As Lakshmi says, the EFA doesn’t view endometriosis as just a women’s health issue, but as a family issue. She lists three major goals:
Raise public awareness among all sectors of the general population
Foster and encourage research because a cure is possible
Change public policy on how the disease is addressed in medical schools and other educational institutions
When asked what is still needed, Dr. Seckin – who has been treating only endometriosis patients for decades — says, “The sad reality today is that the care for women with endometriosis continues to be noticeably deficient. The number of undiagnosed or misdiagnosed cases is staggering.” He calls it a public health crisis, since it affects 1 in 10 women of childbearing age in the U.S., with as many as 176 million women and adolescent girls worldwide, and is one of the three leading causes of infertility.

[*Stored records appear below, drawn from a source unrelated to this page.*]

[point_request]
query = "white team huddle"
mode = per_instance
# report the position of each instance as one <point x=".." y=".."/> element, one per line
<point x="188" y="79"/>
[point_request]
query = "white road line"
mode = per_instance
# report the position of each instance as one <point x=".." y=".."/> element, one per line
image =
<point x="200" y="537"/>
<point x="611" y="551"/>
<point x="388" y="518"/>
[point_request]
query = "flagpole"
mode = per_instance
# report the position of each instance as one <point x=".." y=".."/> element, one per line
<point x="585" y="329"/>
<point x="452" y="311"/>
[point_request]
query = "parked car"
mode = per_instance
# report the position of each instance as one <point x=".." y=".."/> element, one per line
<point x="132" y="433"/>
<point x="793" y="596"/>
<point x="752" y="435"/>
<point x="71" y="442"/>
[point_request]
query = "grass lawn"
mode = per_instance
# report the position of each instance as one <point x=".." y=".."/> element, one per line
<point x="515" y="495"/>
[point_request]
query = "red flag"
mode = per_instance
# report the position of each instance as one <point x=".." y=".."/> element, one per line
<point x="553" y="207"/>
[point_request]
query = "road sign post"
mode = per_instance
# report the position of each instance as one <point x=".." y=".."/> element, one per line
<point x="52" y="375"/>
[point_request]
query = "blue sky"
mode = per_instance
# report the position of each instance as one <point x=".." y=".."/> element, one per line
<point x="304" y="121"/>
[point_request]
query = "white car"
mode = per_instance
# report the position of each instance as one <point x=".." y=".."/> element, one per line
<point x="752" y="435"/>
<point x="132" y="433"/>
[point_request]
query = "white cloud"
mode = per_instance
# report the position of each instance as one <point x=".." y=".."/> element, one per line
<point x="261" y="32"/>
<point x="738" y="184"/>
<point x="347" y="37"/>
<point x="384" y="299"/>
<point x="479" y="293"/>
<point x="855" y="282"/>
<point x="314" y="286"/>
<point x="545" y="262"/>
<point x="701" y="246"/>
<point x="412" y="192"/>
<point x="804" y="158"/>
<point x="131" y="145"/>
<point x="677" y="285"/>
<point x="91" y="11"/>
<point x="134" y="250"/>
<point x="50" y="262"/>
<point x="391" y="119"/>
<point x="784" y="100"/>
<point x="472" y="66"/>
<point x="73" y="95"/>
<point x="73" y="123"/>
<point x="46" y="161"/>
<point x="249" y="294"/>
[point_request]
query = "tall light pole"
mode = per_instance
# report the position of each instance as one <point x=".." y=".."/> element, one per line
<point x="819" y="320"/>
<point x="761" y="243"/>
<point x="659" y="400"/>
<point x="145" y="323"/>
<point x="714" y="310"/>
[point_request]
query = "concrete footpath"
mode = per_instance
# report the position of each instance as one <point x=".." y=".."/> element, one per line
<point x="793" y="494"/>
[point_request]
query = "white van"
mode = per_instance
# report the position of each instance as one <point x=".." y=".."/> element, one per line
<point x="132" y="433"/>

“Both the pharmaceutical industry and medical technology companies have turned a blind eye to the most helpful technique of the endometriosis removal, called excision surgery (when growths and scar tissue are removed or destroyed with intense heat), which is the gold-standard of treatment,” Dr. Seckin says. “What we need is a cure!”
Dr. Seckin’s vision has always been to start a dialogue. “Everyone needs to know about endometriosis. People need to be talking about this disease in the community, in our schools, on college campuses around the world, in the workplace and at the gym, and in the doctor’s office,” he says. He’s petitioning to add it to the recommended curriculum for health education classes, and says in medical school specialty training, it should be mandatory to teach residents the correct way to treat endometriosis patients. Ultimately, a subspecialty should be created, he says.
The co-founders are deeply committed to their cause. “Personally and spiritually, the EFA has been incredibly rewarding because it gave purpose and meaning for what would have otherwise been completely unnecessary suffering,” says Lakshmi.